Le sit-in observé devant la Maison d’arrêt et de correction de Ouagadougou (MACO), la saisine des institutions internationales d’avocats, la dénonciation de la violation des droits humains auprès des commissions et Cours internationales, tels sont, entre autres, les actions menées par le Barreau pour exiger la reprise des activités juridictionnelles.

Lire également👉 Justice : Les avocats en sit-in devant la MACO

Le Bâtonnier, Me Paulin Salembéré, a fait savoir que depuis octobre 2018, la chaîne pénale ne fonctionne pas. Egalement, il a fait cas d’un blocage au niveau de la police judiciaire. Par ailleurs, le Bâtonnier a révélé qu’il ne s’agit pas d’arbitrer un différend ni de prendre parti dans un conflit qui oppose l’Etat à ses agents.

«  Il s’agit à travers ces actions, que certains dans l’opinion et dans la presse ont par abus de langage, qualifié de « grève des avocats », l’avocat n’étant pas un travailleur soumis à l’autorité d’un employeur, de dénoncer la paralysie totale du système judiciaire, génératrice de violation de droits humains et qui est malheureusement la conséquence de conflit opposant l’Etat à ses agents.

Il ne s’agit donc pas d’une lutte syndicale, ni d’une lutte pour des intérêts corporatives, encore moins d’une lutte de chapelle politique. Il s’agit d’un combat pour des principes, pour le respect des droits, pour le respect de l’Etat de droit », a indiqué Me Paulin Salembéré. Il laissé entendre qu’un blocage de la chaîne pénale est imputable au mouvement d’humeur de la GSP qui perdure depuis près d’un an avec comme corollaire une impossibilité de rendre visite aux détenus.

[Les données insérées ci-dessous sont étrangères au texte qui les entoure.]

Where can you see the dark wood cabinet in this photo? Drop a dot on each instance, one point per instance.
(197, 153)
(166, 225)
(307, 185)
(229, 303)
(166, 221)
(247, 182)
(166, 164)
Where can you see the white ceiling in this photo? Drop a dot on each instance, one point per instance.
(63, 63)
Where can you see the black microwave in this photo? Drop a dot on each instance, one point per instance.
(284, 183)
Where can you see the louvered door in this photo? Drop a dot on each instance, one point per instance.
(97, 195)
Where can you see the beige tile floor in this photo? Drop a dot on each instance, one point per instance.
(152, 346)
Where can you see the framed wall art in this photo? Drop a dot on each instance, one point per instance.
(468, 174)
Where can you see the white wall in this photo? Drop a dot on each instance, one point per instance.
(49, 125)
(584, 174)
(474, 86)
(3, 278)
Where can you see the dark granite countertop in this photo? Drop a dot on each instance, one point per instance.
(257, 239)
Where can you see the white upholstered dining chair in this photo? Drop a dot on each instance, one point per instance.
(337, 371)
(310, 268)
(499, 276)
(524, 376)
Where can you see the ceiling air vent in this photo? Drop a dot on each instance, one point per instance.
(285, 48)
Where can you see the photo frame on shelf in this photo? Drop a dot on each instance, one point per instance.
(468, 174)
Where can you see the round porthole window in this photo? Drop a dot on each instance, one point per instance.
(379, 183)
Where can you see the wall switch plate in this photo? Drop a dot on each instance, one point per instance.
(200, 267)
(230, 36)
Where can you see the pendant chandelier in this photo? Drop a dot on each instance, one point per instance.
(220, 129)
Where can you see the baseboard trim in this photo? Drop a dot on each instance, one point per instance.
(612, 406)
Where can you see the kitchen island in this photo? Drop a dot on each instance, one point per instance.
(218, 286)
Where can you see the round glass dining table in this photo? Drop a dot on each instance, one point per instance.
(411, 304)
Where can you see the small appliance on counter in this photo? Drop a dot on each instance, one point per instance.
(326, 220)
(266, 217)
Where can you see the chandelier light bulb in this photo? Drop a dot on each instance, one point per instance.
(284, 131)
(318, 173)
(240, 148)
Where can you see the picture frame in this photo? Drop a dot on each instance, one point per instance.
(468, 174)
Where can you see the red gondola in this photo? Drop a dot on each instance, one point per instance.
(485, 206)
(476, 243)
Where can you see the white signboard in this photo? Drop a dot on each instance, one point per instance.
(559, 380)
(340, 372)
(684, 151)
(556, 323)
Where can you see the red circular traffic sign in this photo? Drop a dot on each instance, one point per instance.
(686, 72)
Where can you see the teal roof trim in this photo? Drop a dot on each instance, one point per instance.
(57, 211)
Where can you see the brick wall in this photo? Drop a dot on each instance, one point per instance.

A l’écouter le Barreau, un accord aurait été trouvé entre les fonctionnaires du corps des greffiers avec l’Etat pour une reprise de travail ce jour même. Le Bâtonnier a espéré que les deux parties (l’Etat et la GSP) sauront renouer le fil du dialogue afin que la justice pénale reprenne également son cours et que l’Etat de droit reprenne ses droits au Burkina Faso. Une assemblée générale serait prévue pour le 27 mai prochain pour statuer et décidera de la suite des actions au niveau du Barreau.

Blocage du procès au niveau du tribunal militaire

« Notre préoccupation n’est pas le tribunal militaire parce que c’est une juridiction d’exception. Pensez-vous qu’il soit possible que durant 7 à 8 mois, il n’y a pas d’audience en matière pénale devant les juridictions de droit commun ? Pensez-vous que les prévenus ou la partie civile devant le tribunal militaire ont plus de droit que les prévenus de la partie civile devant les juridictions de droit commun ? Nous disons non. La constitution met tous les citoyens sur le même pied d’égalité », a lancé Me Paulin Salembéré.